14 Ellos levantarán su voz, cantarán jubilosos en la majestad del SEÑOR {YHWH, Exaltado en Gloria}, clamarán de gozo desde el mar {yam: Extensiones de Agua}.
15 Por tanto, en los lugares de luz {baurim: regiones de luz} honrad al SEÑOR {YHWH, Digno de Gloria}; y en las islas del mar honrad el nombre del SEÑOR Dios {Elohei Yisrael, Protector del Pueblo Escogido} de Israel.
16 Desde los confines de la tierra hemos oído cantos: "Gloria al justo {tzaddik: íntegro justo}". Pero yo dije: "Me consumo, me consumo; ¡ay de mí! Los traidores {bogdim: infieles al pacto} han traicionado; sí, con perfidia los traidores han traicionado."
17 Terror {pachad: horror temible}, foso y trampa vendrán sobre ti, habitante de la tierra {haaretz: mundo físico}.
18 Y acontecerá que quien intente eludir el rumor del terror {pachad: miedo abrumador} caerá al foso, y quien ascienda de en medio de él será apresado en la trampa.

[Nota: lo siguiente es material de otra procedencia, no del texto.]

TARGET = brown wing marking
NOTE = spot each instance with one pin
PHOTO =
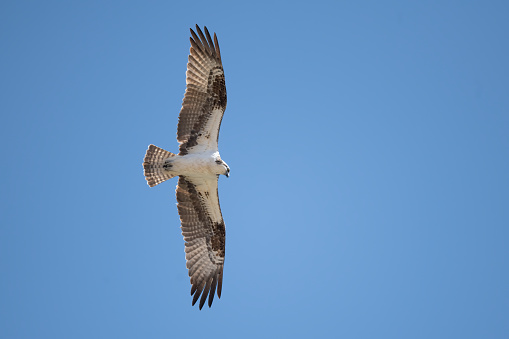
(205, 97)
(204, 237)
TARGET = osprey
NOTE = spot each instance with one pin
(198, 166)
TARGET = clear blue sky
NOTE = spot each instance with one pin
(369, 151)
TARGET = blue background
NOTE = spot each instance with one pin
(368, 143)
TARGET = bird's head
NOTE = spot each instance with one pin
(225, 169)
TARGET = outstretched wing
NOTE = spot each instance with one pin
(205, 98)
(204, 233)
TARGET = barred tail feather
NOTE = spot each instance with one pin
(153, 165)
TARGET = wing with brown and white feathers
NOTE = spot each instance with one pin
(204, 233)
(205, 98)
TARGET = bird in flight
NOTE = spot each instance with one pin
(198, 166)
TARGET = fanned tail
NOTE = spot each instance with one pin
(155, 169)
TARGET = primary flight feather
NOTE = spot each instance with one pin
(198, 166)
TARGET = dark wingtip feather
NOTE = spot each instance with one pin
(212, 290)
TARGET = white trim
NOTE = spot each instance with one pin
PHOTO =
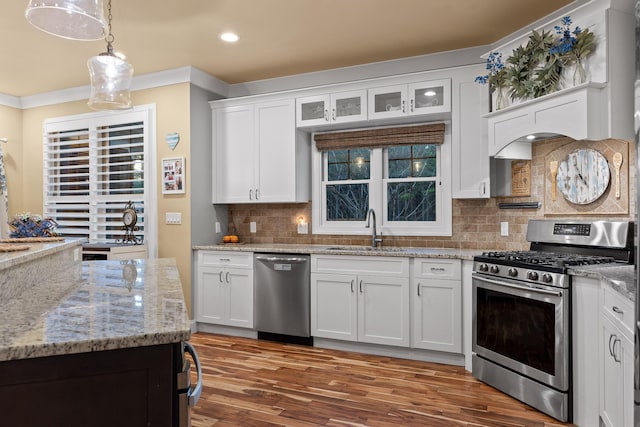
(144, 81)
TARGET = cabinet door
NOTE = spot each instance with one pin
(383, 310)
(334, 306)
(349, 106)
(437, 315)
(429, 97)
(233, 154)
(469, 151)
(240, 297)
(610, 374)
(212, 295)
(275, 133)
(385, 102)
(312, 110)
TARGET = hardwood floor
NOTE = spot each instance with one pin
(260, 383)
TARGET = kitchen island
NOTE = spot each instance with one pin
(100, 345)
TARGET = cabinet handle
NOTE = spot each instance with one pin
(615, 354)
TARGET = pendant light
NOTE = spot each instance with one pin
(110, 77)
(71, 19)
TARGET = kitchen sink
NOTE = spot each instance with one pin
(365, 248)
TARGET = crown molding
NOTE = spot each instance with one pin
(144, 81)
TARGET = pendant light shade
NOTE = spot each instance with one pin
(110, 82)
(71, 19)
(110, 77)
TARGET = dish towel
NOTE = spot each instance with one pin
(4, 200)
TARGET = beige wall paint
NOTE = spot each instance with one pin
(11, 128)
(172, 115)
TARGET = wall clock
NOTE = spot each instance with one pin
(129, 221)
(583, 176)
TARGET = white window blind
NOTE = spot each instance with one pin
(93, 165)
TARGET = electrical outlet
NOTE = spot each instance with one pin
(173, 218)
(504, 228)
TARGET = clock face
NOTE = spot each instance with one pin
(583, 176)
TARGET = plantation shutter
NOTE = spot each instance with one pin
(382, 137)
(92, 168)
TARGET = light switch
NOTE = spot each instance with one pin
(173, 218)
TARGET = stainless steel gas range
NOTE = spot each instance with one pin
(522, 308)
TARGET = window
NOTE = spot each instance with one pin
(402, 177)
(93, 165)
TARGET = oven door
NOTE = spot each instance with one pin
(523, 328)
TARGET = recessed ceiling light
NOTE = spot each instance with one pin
(229, 37)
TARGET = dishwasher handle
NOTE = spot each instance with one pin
(270, 258)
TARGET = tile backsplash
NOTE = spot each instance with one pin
(476, 223)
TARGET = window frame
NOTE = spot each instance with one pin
(95, 123)
(378, 197)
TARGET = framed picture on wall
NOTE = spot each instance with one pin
(173, 175)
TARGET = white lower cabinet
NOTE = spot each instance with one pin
(616, 364)
(224, 288)
(437, 305)
(363, 299)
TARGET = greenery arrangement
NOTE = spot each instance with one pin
(535, 69)
(27, 225)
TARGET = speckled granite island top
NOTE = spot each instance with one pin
(110, 305)
(464, 254)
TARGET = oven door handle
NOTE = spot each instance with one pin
(524, 288)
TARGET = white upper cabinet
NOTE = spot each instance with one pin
(343, 107)
(259, 156)
(429, 97)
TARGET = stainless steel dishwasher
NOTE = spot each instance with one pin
(282, 292)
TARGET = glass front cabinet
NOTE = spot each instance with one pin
(340, 107)
(429, 97)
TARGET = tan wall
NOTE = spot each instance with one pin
(172, 115)
(476, 223)
(11, 128)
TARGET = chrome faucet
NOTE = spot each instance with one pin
(374, 234)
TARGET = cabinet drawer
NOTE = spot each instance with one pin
(225, 259)
(618, 307)
(386, 266)
(435, 267)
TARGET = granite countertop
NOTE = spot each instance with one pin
(111, 305)
(622, 278)
(36, 250)
(464, 254)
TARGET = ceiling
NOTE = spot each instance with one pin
(277, 37)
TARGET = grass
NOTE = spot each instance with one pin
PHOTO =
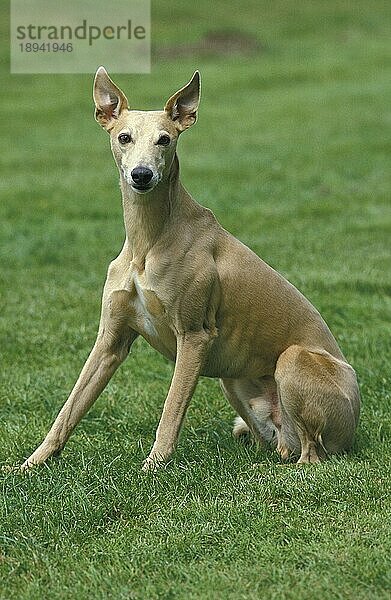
(291, 152)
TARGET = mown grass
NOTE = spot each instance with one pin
(291, 152)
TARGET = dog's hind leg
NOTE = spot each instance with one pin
(319, 401)
(256, 402)
(111, 347)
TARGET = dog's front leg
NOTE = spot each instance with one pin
(111, 348)
(192, 348)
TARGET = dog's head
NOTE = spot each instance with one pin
(144, 142)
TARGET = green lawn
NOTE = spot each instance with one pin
(292, 153)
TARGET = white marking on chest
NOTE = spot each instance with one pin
(141, 309)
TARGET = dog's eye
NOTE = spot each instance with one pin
(124, 138)
(164, 140)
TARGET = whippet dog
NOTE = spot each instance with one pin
(205, 301)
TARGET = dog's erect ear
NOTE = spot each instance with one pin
(182, 106)
(108, 98)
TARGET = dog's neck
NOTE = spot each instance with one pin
(147, 215)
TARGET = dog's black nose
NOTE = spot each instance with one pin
(142, 175)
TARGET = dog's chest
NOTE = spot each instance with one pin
(147, 306)
(149, 316)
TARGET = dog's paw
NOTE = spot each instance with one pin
(152, 464)
(25, 467)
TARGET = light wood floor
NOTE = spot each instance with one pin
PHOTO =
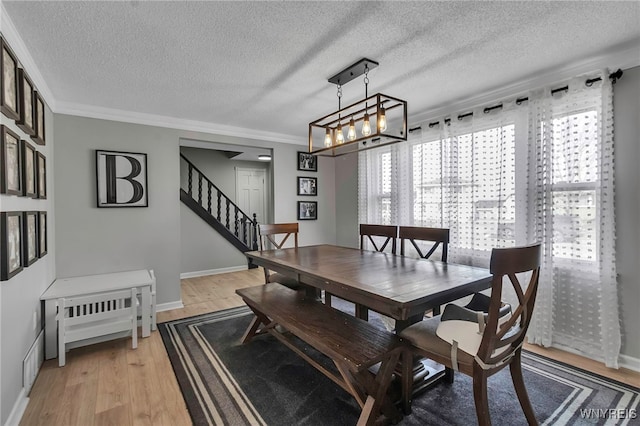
(112, 384)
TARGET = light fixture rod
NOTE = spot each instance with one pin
(353, 71)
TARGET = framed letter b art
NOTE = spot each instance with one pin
(122, 179)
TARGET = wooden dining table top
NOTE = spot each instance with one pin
(398, 286)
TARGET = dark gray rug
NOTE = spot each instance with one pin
(264, 382)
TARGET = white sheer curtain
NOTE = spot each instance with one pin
(541, 170)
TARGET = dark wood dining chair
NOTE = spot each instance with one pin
(275, 236)
(389, 234)
(438, 237)
(386, 234)
(493, 341)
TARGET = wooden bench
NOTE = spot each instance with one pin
(353, 345)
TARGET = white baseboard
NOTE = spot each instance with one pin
(213, 272)
(625, 361)
(18, 409)
(169, 306)
(630, 363)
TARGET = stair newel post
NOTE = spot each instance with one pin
(228, 213)
(235, 220)
(219, 201)
(200, 188)
(254, 232)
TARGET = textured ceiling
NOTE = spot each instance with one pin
(265, 65)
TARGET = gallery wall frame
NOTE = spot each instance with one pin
(11, 161)
(307, 185)
(41, 175)
(30, 236)
(121, 179)
(10, 244)
(39, 114)
(29, 181)
(42, 233)
(9, 92)
(27, 107)
(307, 210)
(307, 162)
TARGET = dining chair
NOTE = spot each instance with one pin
(276, 235)
(388, 232)
(439, 237)
(480, 344)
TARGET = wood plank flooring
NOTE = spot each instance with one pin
(112, 384)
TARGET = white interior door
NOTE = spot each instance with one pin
(250, 192)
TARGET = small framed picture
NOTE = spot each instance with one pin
(30, 235)
(42, 233)
(41, 172)
(307, 186)
(9, 99)
(307, 210)
(307, 162)
(122, 179)
(11, 244)
(11, 161)
(38, 110)
(29, 170)
(27, 115)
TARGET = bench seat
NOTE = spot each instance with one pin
(353, 345)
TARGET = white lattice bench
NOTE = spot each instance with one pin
(85, 317)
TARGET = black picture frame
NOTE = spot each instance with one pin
(10, 244)
(30, 236)
(11, 161)
(307, 186)
(9, 90)
(39, 119)
(29, 181)
(27, 120)
(42, 234)
(307, 210)
(41, 176)
(121, 179)
(307, 162)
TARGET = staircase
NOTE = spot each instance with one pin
(207, 201)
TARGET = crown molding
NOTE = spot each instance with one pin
(91, 111)
(624, 56)
(12, 36)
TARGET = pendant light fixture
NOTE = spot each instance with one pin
(381, 118)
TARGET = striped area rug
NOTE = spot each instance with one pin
(265, 383)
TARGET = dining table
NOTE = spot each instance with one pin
(400, 287)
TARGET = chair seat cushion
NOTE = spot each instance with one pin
(423, 336)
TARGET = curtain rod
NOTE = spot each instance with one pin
(589, 82)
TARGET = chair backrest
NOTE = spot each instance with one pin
(389, 232)
(277, 234)
(500, 342)
(438, 236)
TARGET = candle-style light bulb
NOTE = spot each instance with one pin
(339, 135)
(366, 125)
(351, 135)
(327, 138)
(382, 124)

Porque las ventanas de lo alto han sido abiertas y han temblado los cimientos de la tierra {aretz: mundo bajo juicio}.
19 La tierra {eretz: ámbito terrenal} ha sido quebrada, despedazada totalmente; la tierra ha sido partida, desmenuzada absolutamente; la tierra ha sido sacudida {hitmotetah: agitación intensa}, derribada totalmente.
20 La tierra vacilará {noa: temblar inestable} y se desplazará sin rumbo, como quien ha perdido la sobriedad; luego oscilará con la precariedad de un cobertizo. Sobre ella recaerán las consecuencias de su insurrección {pishaah: rebelión deliberada}, caerá y ya no se alzará.
21 Y sucederá en aquel día que el SEÑOR {YHWH, Juez Soberano} castigará al ejército de las alturas, en las alturas, y a los reyes {melek: reyes humanos} de la tierra, sobre la tierra.
22 Se les reunirá como cautivos {asir: detención forzada} junto al pozo, y se les encerrará en un calabozo {masger: recinto de reclusión}; después de muchos días, serán castigados.
23 La luna será humillada y el sol será avergonzado, porque el SEÑOR de los ejércitos {YHWH Tsevaot, Rey Victorioso} ha reinado en el monte Sion y en Jerusalén, y delante de sus ancianos habrá gloria {kavod: manifestación de honor divino}.